世界観は東京の中央に謎のバブル(泡)状の物体が突如現れたことにより、都市部の機能が低下し無人状態になった世界が舞台の「ハードSF」です。似たような作品にSF小説でJ・G・バラードの「沈んだ世界」「燃える世界」そして本作が一番元ネタにしているだろう「結晶世界(The Crystal World)」があります。
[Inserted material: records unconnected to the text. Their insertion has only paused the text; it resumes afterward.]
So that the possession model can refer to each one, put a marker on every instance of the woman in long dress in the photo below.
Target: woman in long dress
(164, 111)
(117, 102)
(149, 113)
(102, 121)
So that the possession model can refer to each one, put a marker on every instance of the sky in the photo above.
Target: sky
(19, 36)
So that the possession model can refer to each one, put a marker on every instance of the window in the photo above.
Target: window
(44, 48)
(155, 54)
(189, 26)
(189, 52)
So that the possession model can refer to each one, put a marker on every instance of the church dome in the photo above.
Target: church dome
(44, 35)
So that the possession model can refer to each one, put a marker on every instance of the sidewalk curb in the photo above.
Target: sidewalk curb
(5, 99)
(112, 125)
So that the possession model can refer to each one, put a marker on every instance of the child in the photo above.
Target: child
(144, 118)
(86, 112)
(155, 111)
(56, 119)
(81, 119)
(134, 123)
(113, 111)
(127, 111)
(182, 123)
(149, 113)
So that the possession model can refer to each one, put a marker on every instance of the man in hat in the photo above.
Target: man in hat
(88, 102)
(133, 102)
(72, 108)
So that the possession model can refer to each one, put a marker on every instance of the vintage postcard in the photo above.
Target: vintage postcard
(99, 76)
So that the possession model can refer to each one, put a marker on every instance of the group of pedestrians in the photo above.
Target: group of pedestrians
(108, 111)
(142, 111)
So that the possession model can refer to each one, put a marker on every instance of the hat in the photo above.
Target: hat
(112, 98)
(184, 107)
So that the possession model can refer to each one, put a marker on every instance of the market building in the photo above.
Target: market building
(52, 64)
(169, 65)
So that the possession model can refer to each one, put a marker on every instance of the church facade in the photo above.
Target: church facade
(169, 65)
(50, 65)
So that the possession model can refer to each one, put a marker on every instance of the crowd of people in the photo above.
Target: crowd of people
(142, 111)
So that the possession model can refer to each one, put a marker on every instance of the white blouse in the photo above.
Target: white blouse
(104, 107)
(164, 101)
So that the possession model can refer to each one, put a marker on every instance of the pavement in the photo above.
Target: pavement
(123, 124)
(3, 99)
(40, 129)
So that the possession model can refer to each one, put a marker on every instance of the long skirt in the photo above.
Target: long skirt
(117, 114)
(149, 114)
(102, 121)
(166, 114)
これらのJ・G・バラードのSF作品に共通して言えることは、人間社会が突如の「相転移」をすることによって緩やかに文明が「破滅」していくというデストピア小説の先駆け的な作品であり、映画でも旧ソ連の映画監督アンドレイ・タルコフスキーの「ストーカー」(1979年)や、近年だとハリウッド映画監督のアレックス・ガーランドの「アナイアレイション -全滅領域-」があります。
実はJ・G・バラード(ジェームズ・グレアム・バラード)以降こういう題材の小説や映画はよく作られており、あのポストモダンホラー小説家であるスティーブンキングも「Under the Domeアンダーザドーム(2009年)」という小説で書いているくらいメジャーな内容ですが、今回のこの「バブル」では主人公とヒロインとのボーイミーツガールが主軸で動いているので、そこまでディストピアな感覚はありません。
個人的に多くのSF作品を観てきた中ではそこそこ出来がいいので、SFアニメが少ない日本の状況から考えると、非常に良く出来たSF入門的な作品だと思いました。作画もなかなか綺麗でした。
しかし、今敏の「パプリカ」や押井守の「攻殻機動隊」、その他巨匠のアニメ作品に比べると脚本や演出においてもやや見劣りしてしまう気がします。
追記:脚本に虚淵玄って書いてありました。wどうりで往年のSFっぽいわけですね。